The TCFD was established by the Financial Stability Board in December 2015 to develop a framework for companies and financial institutions to disclose their climate-related risks and opportunities. 

TCFD brings forth opportunities for its supporters to better understand the financial implications of climate change, helping them pivot their business models and allowing their stakeholders to make more accurate decisions on investment, lending and insurance underwriting.

How the Pandemic Changed Urban Mobility Readiness

Stockholm, San Francisco and Singapore are the cities most ready to embrace mobile sustainability, says a new report by Oliver Wyman Forum and the UC Berkeley Institute of Transportation Studies.

According to the newly released 2021 Urban Mobility Readiness Index, these cities have invested in new technologies, such as electric vehicles, and now benefit from the shift to remote work following the pandemic. This has reduced congestion and allowed for more physically active mobility options. Stockholm, which topped the list, has invested in electrification and micromobility infrastructures, as more of its residents embrace a walking or cycling lifestyle.

Not in the top 10 is New York City, whose index score dropped as more people continue to move out of the state compared to before the pandemic. Those who stayed bought private vehicles due to restrictions and lack of trust in public transportation during the pandemic.

Countries in Asia and Middle East Lead the World in 5G Reach

Hong Kong, South Korea and Kuwait lead the world in 5G reach.

Hong Kong, South Korea and Kuwait lead the world in 5G reach, according to Open Signal, a mobile network analysis company. The score measures the percentage of locations where 5G is available on a scale of 0 to 10. 

Small island countries like Hong Kong and South Korea, known for their well-established infrastructure, have the broadest 5G reach. Kuwait also has historically invested in 5G to supplant its poor broadband infrastructure. The score for the U.S. will likely increase as competition between telecom countries ramps up.

As more countries invest in 5G, more users will be able to participate in the global economy. “Without adequate internet penetration for high-bandwidth mobile technologies, harnessing fintech to achieve financial inclusion will continue to be difficult, even with a high mobile subscription level,” wrote CAREC Institute’s Khalid Umar. Also of note, while countries are investing in 5G, the next generation of mobile networks is already being developed with the intent of being deployed by 2030.

The Cost of Cybercrime Outweighs Investment in Cybersecurity

More money is spent on cybercrime than cybersecurity

Guy Carpenter research shows that the size of the cyber market is $6 billion, and, according to Cybersecurity Ventures, only $6 billion is spent on cybersecurity products per year. Only 42% of businesses invest in a cyber product, according to Marsh Specialty data.

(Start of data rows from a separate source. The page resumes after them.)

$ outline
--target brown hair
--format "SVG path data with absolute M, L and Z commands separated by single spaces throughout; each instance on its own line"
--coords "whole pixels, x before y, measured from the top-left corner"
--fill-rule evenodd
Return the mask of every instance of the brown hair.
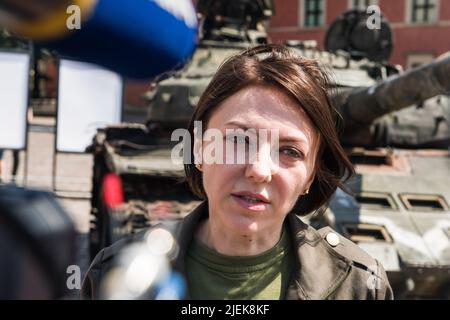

This gap between spending and forecasted cost puts the almost $21 trillion in intangible assets of the Fortune 500 at risk.

These drastic costs are a result of more sophisticated and accessible forms of ransomware that are now available “off the shelf” to bad actors. At the same time, the “new normal” from the pandemic continues to foster distributed work environments that are often easier to penetrate.

A cohesive cyber strategy, as featured in MMC’s Cyber Handbook 2022, is critical to keep pace with sophisticated cyberattacks in complex and converging technology ecosystems. There is also a need for cyber insurance and reinsurance to help solve this expanding protection gap by developing a robust cyber risk transfer market with well-defined product options for intangible risk.